Charlie Deist: If you’re anything like me, I know what you’re thinking here. The way our school system works you don’t need to have a desensitized endocannabinoid system to think that certain classes are just freaking boring. It’s worth acknowledging that many of us suffer from a chronic deficiency of novelty and wonder because of the way that our modern institutions, our modern way of life is set up.

Sadly, this doesn’t take away the fly in the ointment that if you’re going to try to medicate away your boredom with weed, you’ll end up even more bored long-term. If you’re the type who’s constantly seeking out novel experience, you may rate high on what psychologists call extravagance. It’s defined by a strong appetite for the reward provided by novelty closely related to impulsivity, and it’s undoubtedly correlated with the kind of person who repeats the action of getting high to the point that the effects eventually start to wear off. This is the dilemma of the marijuana addict. Chase the rewards and they get smaller and smaller

Timmen Cermak: If you get to the point where stopping is going to give you a period of time of feeling worse than continuing, then you have drug problem.

One of the reasons why you get into that situation is a very small part of our brain, which we call the reward center, is physically altered.
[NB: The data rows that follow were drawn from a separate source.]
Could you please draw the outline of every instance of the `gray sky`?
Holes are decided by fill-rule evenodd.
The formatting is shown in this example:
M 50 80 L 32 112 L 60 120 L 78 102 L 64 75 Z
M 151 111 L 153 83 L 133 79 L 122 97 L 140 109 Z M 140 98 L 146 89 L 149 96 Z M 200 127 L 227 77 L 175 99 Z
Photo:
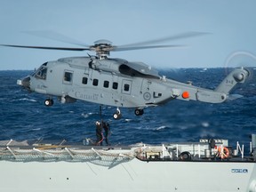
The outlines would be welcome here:
M 256 53 L 255 9 L 255 0 L 0 0 L 0 44 L 77 47 L 31 31 L 53 31 L 86 44 L 108 39 L 115 45 L 207 32 L 164 43 L 182 48 L 116 52 L 110 57 L 156 68 L 223 67 L 235 52 Z M 0 47 L 0 70 L 34 69 L 47 60 L 84 55 L 87 52 Z

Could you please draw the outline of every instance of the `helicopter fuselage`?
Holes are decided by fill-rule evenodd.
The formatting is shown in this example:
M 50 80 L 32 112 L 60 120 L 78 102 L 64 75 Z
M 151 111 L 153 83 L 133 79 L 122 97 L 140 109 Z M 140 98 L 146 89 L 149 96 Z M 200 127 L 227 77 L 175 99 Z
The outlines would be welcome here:
M 31 92 L 57 96 L 62 103 L 81 100 L 133 108 L 139 116 L 147 107 L 164 104 L 173 99 L 223 102 L 236 84 L 243 83 L 249 76 L 243 68 L 236 70 L 223 80 L 218 88 L 220 92 L 217 92 L 160 76 L 156 70 L 141 62 L 74 57 L 44 63 L 31 76 L 18 80 L 18 84 Z M 49 100 L 45 101 L 47 106 L 52 104 Z

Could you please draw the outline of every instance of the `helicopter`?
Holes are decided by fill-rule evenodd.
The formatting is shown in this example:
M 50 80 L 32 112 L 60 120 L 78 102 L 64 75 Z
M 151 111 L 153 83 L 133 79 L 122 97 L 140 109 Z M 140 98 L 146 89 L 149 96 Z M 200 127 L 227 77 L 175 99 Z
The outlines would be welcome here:
M 189 32 L 120 46 L 113 45 L 110 41 L 104 39 L 94 42 L 93 45 L 79 44 L 84 46 L 81 48 L 0 45 L 95 52 L 95 56 L 88 54 L 44 62 L 31 75 L 17 80 L 17 84 L 29 92 L 48 95 L 44 100 L 47 107 L 53 105 L 53 96 L 61 103 L 84 100 L 100 106 L 116 107 L 113 117 L 119 119 L 120 108 L 134 108 L 136 116 L 142 116 L 144 108 L 164 105 L 172 100 L 221 103 L 228 100 L 229 92 L 236 84 L 244 83 L 250 72 L 244 68 L 235 68 L 214 90 L 211 90 L 194 86 L 189 82 L 168 79 L 143 62 L 108 57 L 110 52 L 177 47 L 179 45 L 152 44 L 201 35 L 198 32 Z

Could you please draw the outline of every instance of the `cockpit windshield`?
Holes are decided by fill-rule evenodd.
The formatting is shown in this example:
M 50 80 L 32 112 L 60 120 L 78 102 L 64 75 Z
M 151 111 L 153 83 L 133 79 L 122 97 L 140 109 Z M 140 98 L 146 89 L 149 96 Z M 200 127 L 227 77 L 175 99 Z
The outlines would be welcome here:
M 40 78 L 40 79 L 46 79 L 46 75 L 47 75 L 47 62 L 44 63 L 35 73 L 34 76 L 36 78 Z

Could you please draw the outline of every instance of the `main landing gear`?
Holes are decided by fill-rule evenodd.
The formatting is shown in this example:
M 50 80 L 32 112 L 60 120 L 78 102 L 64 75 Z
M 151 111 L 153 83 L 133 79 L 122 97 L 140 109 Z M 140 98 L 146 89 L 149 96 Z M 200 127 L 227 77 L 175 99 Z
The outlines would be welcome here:
M 143 109 L 140 109 L 140 108 L 136 108 L 136 109 L 134 110 L 134 114 L 135 114 L 136 116 L 142 116 L 142 115 L 144 114 L 144 110 L 143 110 Z
M 52 99 L 47 99 L 44 100 L 44 105 L 47 107 L 52 106 L 53 105 L 53 100 Z
M 144 110 L 141 109 L 141 108 L 136 108 L 136 109 L 134 110 L 134 114 L 135 114 L 136 116 L 142 116 L 142 115 L 144 114 Z M 116 119 L 116 120 L 117 120 L 117 119 L 120 119 L 121 116 L 122 116 L 121 111 L 120 111 L 120 109 L 117 108 L 116 108 L 116 112 L 113 114 L 113 118 Z

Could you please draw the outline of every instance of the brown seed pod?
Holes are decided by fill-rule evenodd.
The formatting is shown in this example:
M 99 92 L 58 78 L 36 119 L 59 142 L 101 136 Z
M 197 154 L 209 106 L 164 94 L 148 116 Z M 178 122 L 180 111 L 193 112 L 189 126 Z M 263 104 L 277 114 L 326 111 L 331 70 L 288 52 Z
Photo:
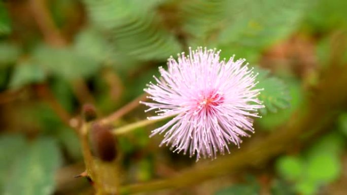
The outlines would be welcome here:
M 91 104 L 86 104 L 82 108 L 82 115 L 84 121 L 89 122 L 96 119 L 96 110 L 95 107 Z
M 93 154 L 107 162 L 117 158 L 116 139 L 111 132 L 111 127 L 98 123 L 92 125 L 90 141 Z

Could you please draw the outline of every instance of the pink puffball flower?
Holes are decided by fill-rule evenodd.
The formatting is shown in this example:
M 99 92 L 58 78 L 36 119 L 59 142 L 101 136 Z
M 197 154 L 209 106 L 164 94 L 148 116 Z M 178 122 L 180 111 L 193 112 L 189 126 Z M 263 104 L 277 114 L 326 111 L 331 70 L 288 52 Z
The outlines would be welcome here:
M 168 70 L 160 67 L 161 76 L 154 76 L 144 91 L 155 102 L 143 102 L 156 110 L 158 120 L 174 116 L 152 131 L 151 136 L 164 133 L 160 146 L 170 145 L 174 152 L 215 159 L 217 152 L 230 153 L 228 144 L 239 147 L 240 137 L 253 133 L 251 117 L 260 117 L 258 109 L 264 106 L 257 97 L 261 89 L 257 85 L 253 68 L 234 61 L 234 56 L 220 61 L 220 51 L 189 49 L 189 55 L 178 54 L 176 61 L 168 59 Z

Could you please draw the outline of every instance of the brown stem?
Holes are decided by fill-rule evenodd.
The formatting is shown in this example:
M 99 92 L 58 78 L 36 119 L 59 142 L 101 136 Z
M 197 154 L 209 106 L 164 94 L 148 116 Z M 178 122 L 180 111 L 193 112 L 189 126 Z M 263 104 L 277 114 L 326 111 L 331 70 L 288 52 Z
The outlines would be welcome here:
M 335 66 L 323 76 L 317 93 L 308 101 L 307 109 L 301 108 L 285 126 L 263 140 L 212 162 L 183 171 L 173 177 L 124 186 L 121 193 L 191 186 L 212 177 L 263 164 L 297 143 L 305 142 L 317 132 L 329 128 L 341 107 L 347 104 L 347 91 L 342 90 L 347 83 L 347 66 L 339 68 Z M 311 133 L 306 133 L 308 131 Z
M 54 24 L 47 9 L 46 0 L 29 0 L 29 5 L 46 42 L 52 46 L 65 45 L 66 42 Z

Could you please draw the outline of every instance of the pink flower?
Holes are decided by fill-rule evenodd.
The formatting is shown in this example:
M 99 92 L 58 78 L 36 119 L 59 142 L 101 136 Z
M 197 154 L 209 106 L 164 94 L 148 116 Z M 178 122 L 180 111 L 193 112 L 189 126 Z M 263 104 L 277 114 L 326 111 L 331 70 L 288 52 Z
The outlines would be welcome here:
M 161 77 L 154 76 L 144 91 L 155 102 L 142 102 L 156 110 L 160 119 L 175 116 L 167 124 L 152 131 L 151 136 L 164 133 L 163 144 L 174 152 L 215 158 L 217 153 L 230 153 L 228 144 L 238 146 L 240 137 L 254 132 L 253 120 L 264 106 L 257 98 L 260 89 L 254 89 L 258 74 L 242 63 L 245 59 L 220 61 L 220 51 L 198 48 L 189 55 L 178 55 L 168 60 L 168 70 L 159 68 Z

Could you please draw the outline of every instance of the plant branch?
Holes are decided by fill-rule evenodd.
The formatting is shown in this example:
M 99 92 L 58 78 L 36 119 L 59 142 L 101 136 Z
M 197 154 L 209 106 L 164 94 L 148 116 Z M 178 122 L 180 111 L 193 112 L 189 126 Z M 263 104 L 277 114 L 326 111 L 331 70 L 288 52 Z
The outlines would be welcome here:
M 29 4 L 33 18 L 46 42 L 55 46 L 66 45 L 66 42 L 52 19 L 46 0 L 29 0 Z
M 112 130 L 112 132 L 116 135 L 124 135 L 140 127 L 146 127 L 147 125 L 154 124 L 158 121 L 163 121 L 168 118 L 165 118 L 155 120 L 146 119 L 135 123 L 131 123 L 118 128 L 116 128 Z
M 101 119 L 100 122 L 103 124 L 108 124 L 117 120 L 138 106 L 138 102 L 145 100 L 147 98 L 146 96 L 146 94 L 141 95 L 109 116 Z
M 124 186 L 121 193 L 191 186 L 212 177 L 264 164 L 297 143 L 305 142 L 315 133 L 329 128 L 341 107 L 347 105 L 347 91 L 341 90 L 347 83 L 347 66 L 335 67 L 324 74 L 314 97 L 308 98 L 307 109 L 297 110 L 289 122 L 268 137 L 212 162 L 183 171 L 173 177 Z M 307 134 L 307 131 L 314 133 Z

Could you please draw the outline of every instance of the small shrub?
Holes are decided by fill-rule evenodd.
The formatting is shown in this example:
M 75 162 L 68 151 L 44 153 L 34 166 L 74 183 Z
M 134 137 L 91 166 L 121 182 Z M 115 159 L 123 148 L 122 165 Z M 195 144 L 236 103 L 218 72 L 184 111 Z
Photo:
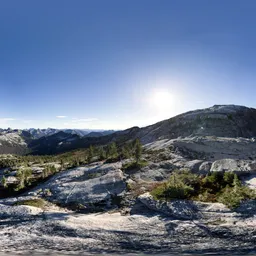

Xanax, alcohol, cocaine, and cannabis, all of those cause an excessive release of dopamine in the reward center that actually changes some of the architecture of the reward center.

When I say excessive release of dopamine, what I mean is that there aren’t any natural activities that would release that level of dopamine — you know, a good meal, good sex — they all release some dopamine, but not as much as the drugs themselves are capable of doing. And when you begin changing the architecture of that reward center, you are priming it — maybe for the rest of your life to be leading to compulsive use of whatever reactivates it again.

Short term vs. Long-term Effects

[00:15:43]

Charlie Deist: By October of 2015, not only was the shift from summer to fall starting to get me down, but based on my little notebooks, I seem to be getting more analytical about the downsides of my smoking habit.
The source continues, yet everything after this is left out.